The people that are dependant on the drugs are not said to be "addicts" in the SMART program. The reason why these labels are avoided is because they are seen as counterproductive and even discouraging. In SMART, recovery is for a set time, not a lifetime. Participants can consider themselves as graduated from recovery to begin a new and a healthy life.
Sometimes, people do not join a 12-step group on their own accord simply because they don't like the idea of admitting their powerlessness and submitting to some higher power. It is the willingness of a person to overcome the dependence that is used in the SMART program.
There is always help for participants in both the programs. It's up for the particular individual to decide which one will be most helpful for him or her. In the words written in the SMART Recovery Handbook, "What works for one person in one situation may not work for another in the same situation."
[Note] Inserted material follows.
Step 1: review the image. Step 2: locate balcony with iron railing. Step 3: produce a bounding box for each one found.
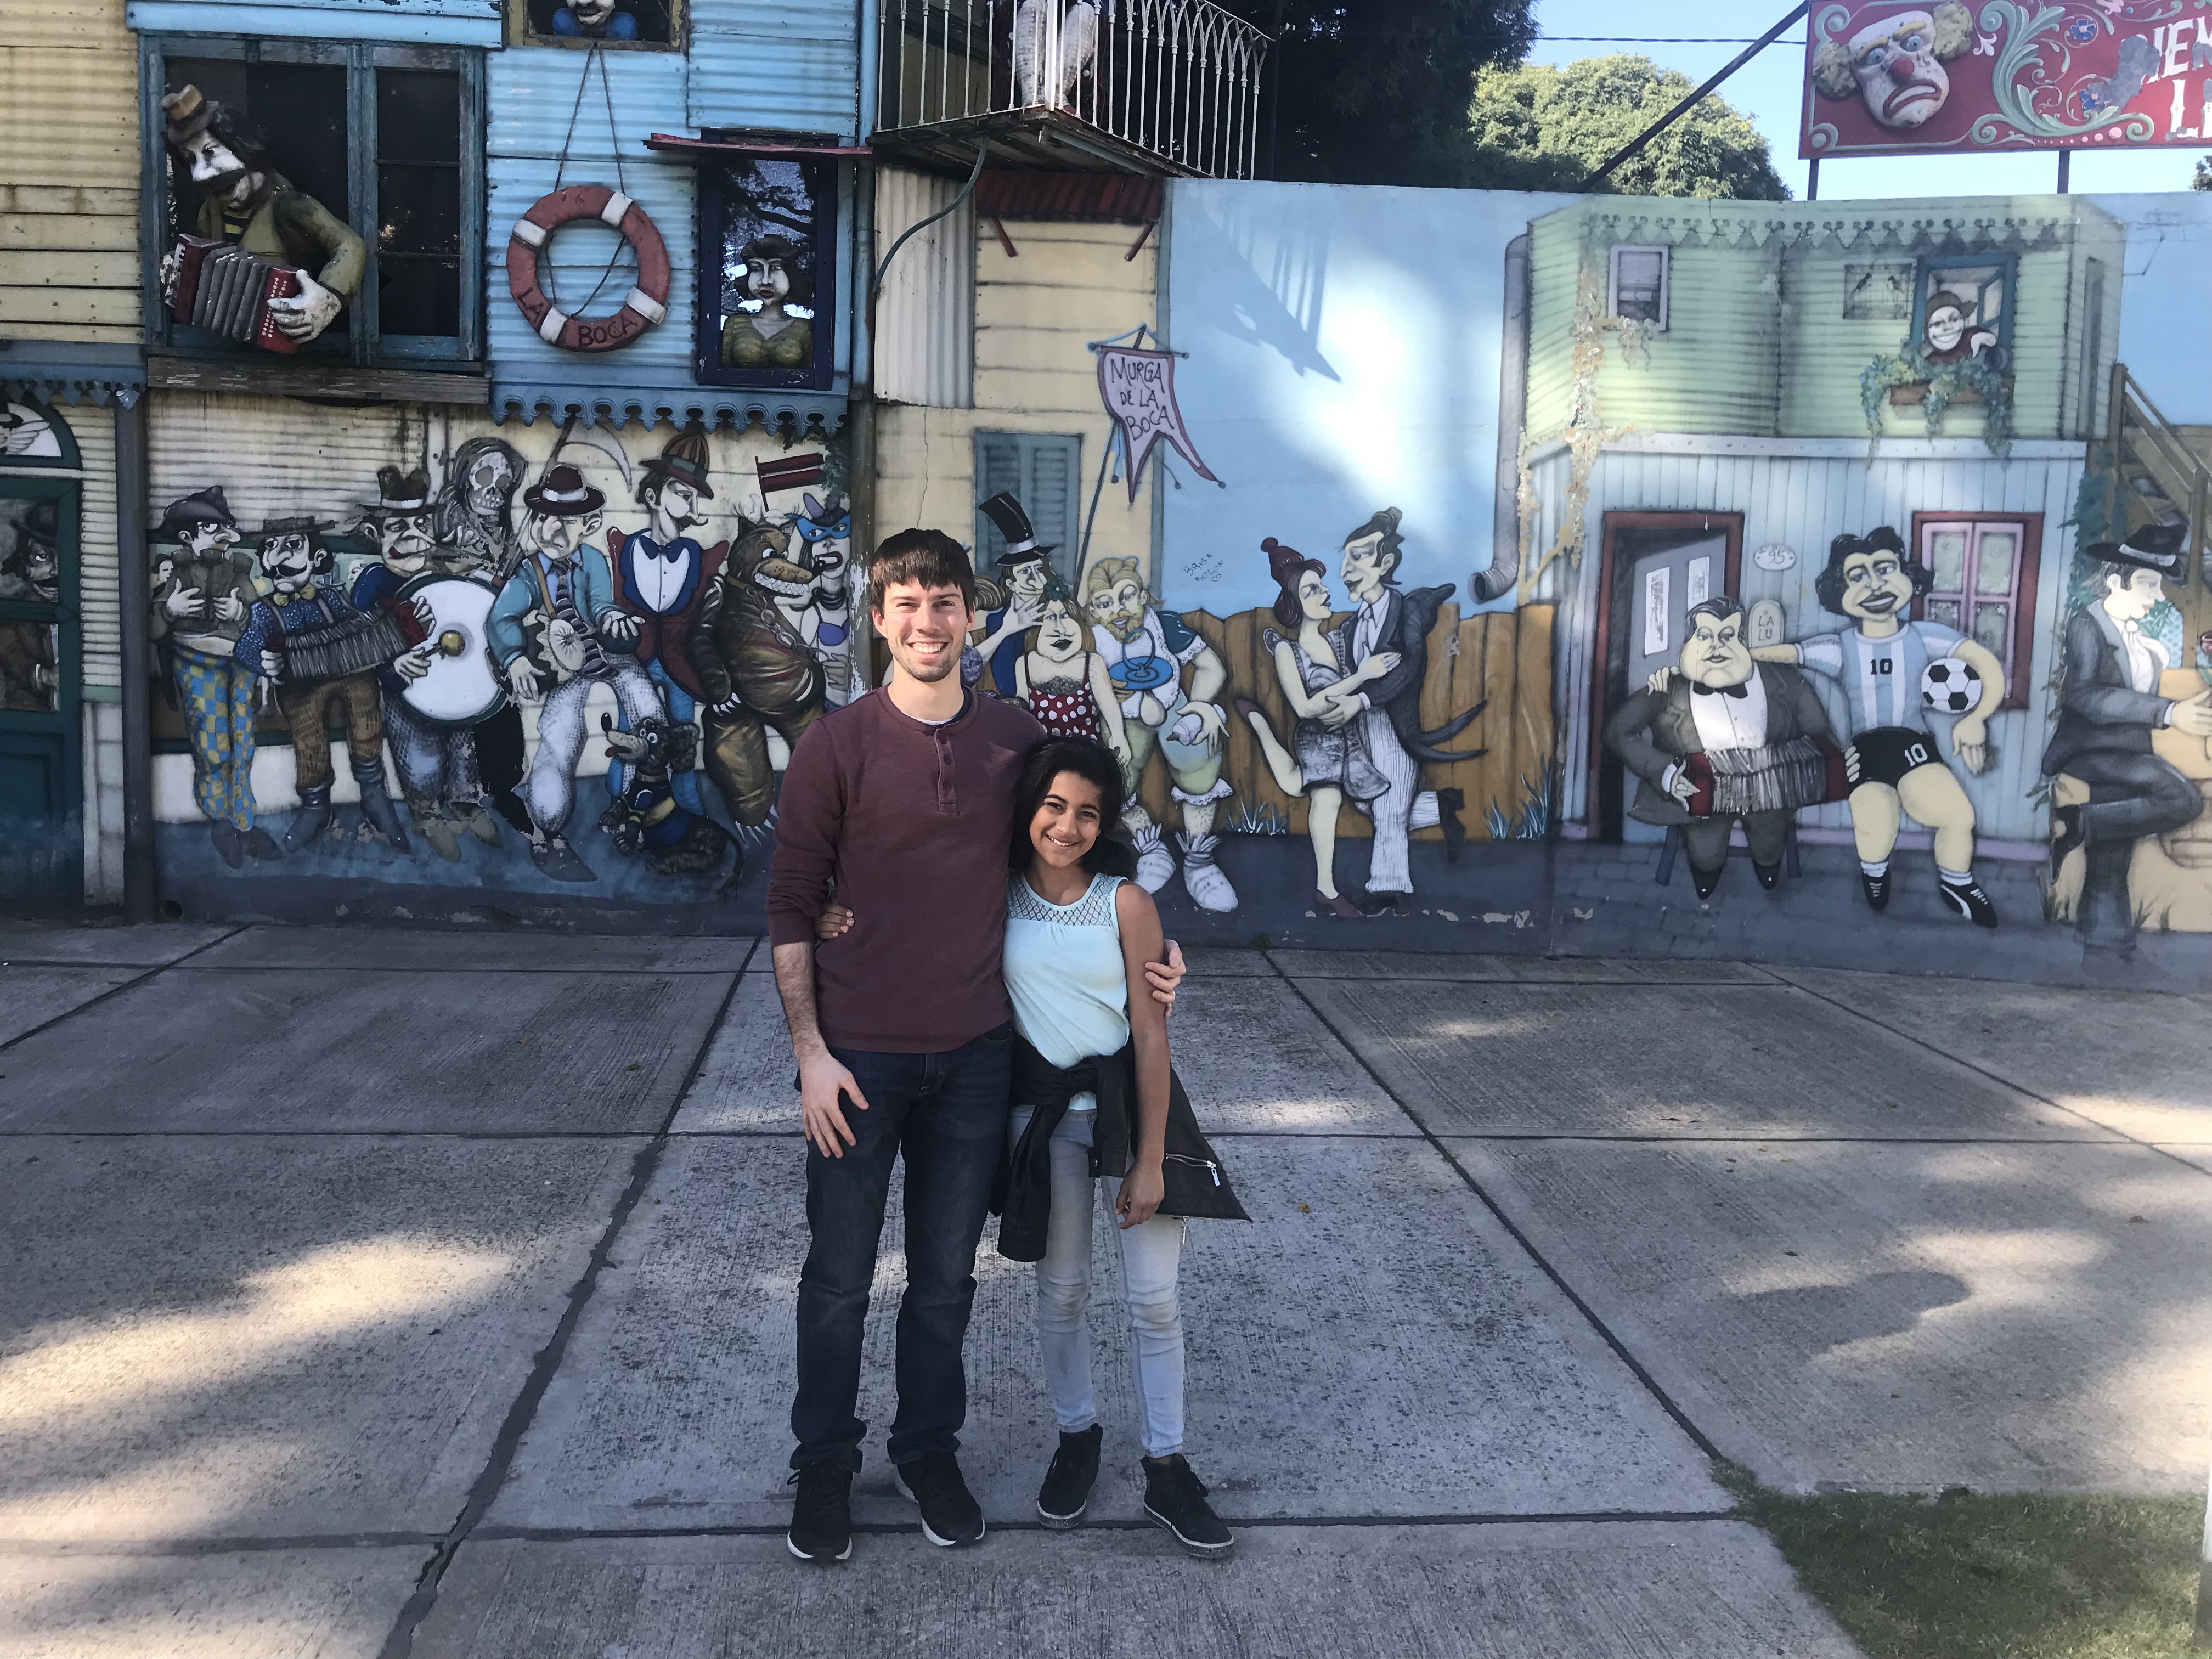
[874,0,1269,178]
Qualifying For The Programme
The unique feature of SMART is that its participants are able to "graduate" from recovery. Despite the understanding that relapses can occur SMART does not consider a relapse as an essential part of the recovery process.
According to SMART, the participants don't feel the urge to use at the end of the program and they have total control over their lives.
Participants of SMART when they have reached the final stage will be considered as having the skills needed to maintain a sober life.
Is Smart Right For You
Anyone suffering from any addiction can benefit from SMART. It also helps those battling behaviour issues such as gambling or eating disorders. Benefits can also be derived by people who are suffering from mental disorders, which are co-occurring such as depression.